Когда я приняла решение вернуться домой, работа у меня пошла более споро, я принялась за картину, которая казалась мне многообещающей, я привезла ее сюда, через океан, но когда все связанные с переездом хлопоты завершились, работа застопорилась Я начала новую картину, более весеннюю, потом позвонила матери, и работа остановилась. Мне следовало бы походить по музеям и галереям – обычно я так поступаю, когда не могу сдвинуть работу с мертвой точки, однако меня охватывал неведомый прежде страх общественного пространства. После смерти Марка я столько времени проводила в одиночестве, что стала избегать людей, или, может, это оттого, что город сделался для меня незнакомым, или потому, что тут жила мать и я боялась с ней столкнуться? На улице я обращала внимание на всех пожилых женщин. Ссутулившись, они медленно заходят в метро. Держатся за поручни, прислоняются к дверям и стенам, с трудом встают, завидев приближающийся поезд, инспектируют содержимое старомодных сумочек – все ли на месте: кошелек, очки, ключи, я теперь и сама так делаю – где там мои очки?

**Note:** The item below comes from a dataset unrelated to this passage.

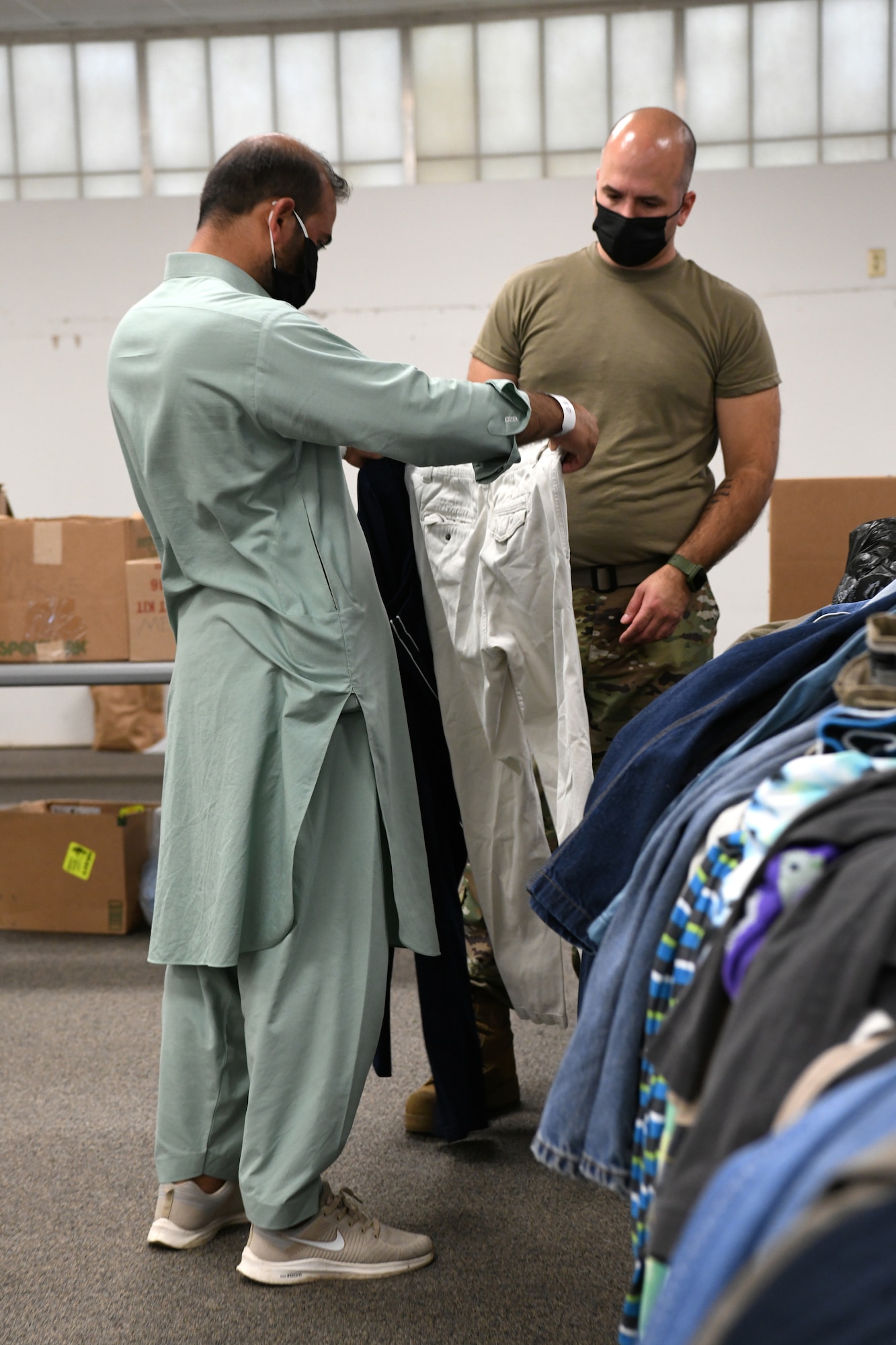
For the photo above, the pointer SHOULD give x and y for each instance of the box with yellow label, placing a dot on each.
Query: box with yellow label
(64, 594)
(151, 636)
(72, 867)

В аптеке они присаживаются на стул, сосредоточенные, газет не читают, на экран телефона не смотрят, сидят, отвернувшись от мира, или, наоборот, – повернувшись к тому, что ближе всего, в слегка подрагивающих пальцах – бумажный талончик с номером, смотрят на табло, где то и дело сменяются красные номера, все происходит так быстро, они боятся, что не успеют встать, как цифра погаснет, и они не успеют подойти к прилавку и получить нужное лекарство. Их старые тела мучит хвороба. Хворает ли мать? Зачем мне это знать? Носит ли мать слуховой аппарат? Зачем мне это знать? Просто интересно. Люди вообще любопытны до того, что от них скрыто. Из-за недостатка информации я выдумываю мать. Чего я добиваюсь? Мне интересно, каково ей живется. Не потому что хочу позаботиться, нет. Вот что мне хочется знать: как ты все это воспринимаешь? Каково пришлось тебе? И как ты видишь ситуацию сейчас, саму сущность ее, то, что у нас общего, как ты ощущаешь ее? Неужели я так никогда этого и не узнаю? Неужели она так и не узнает, как оно было, каково мне? Она-то наверняка тоже задается этим вопросом. Что я думаю, каково мне, как бы она ни сердилась, какой бы несправедливо обиженной себя ни чувствовала, потому что я, как ни крути, ее почти шестидесятилетнее дитя.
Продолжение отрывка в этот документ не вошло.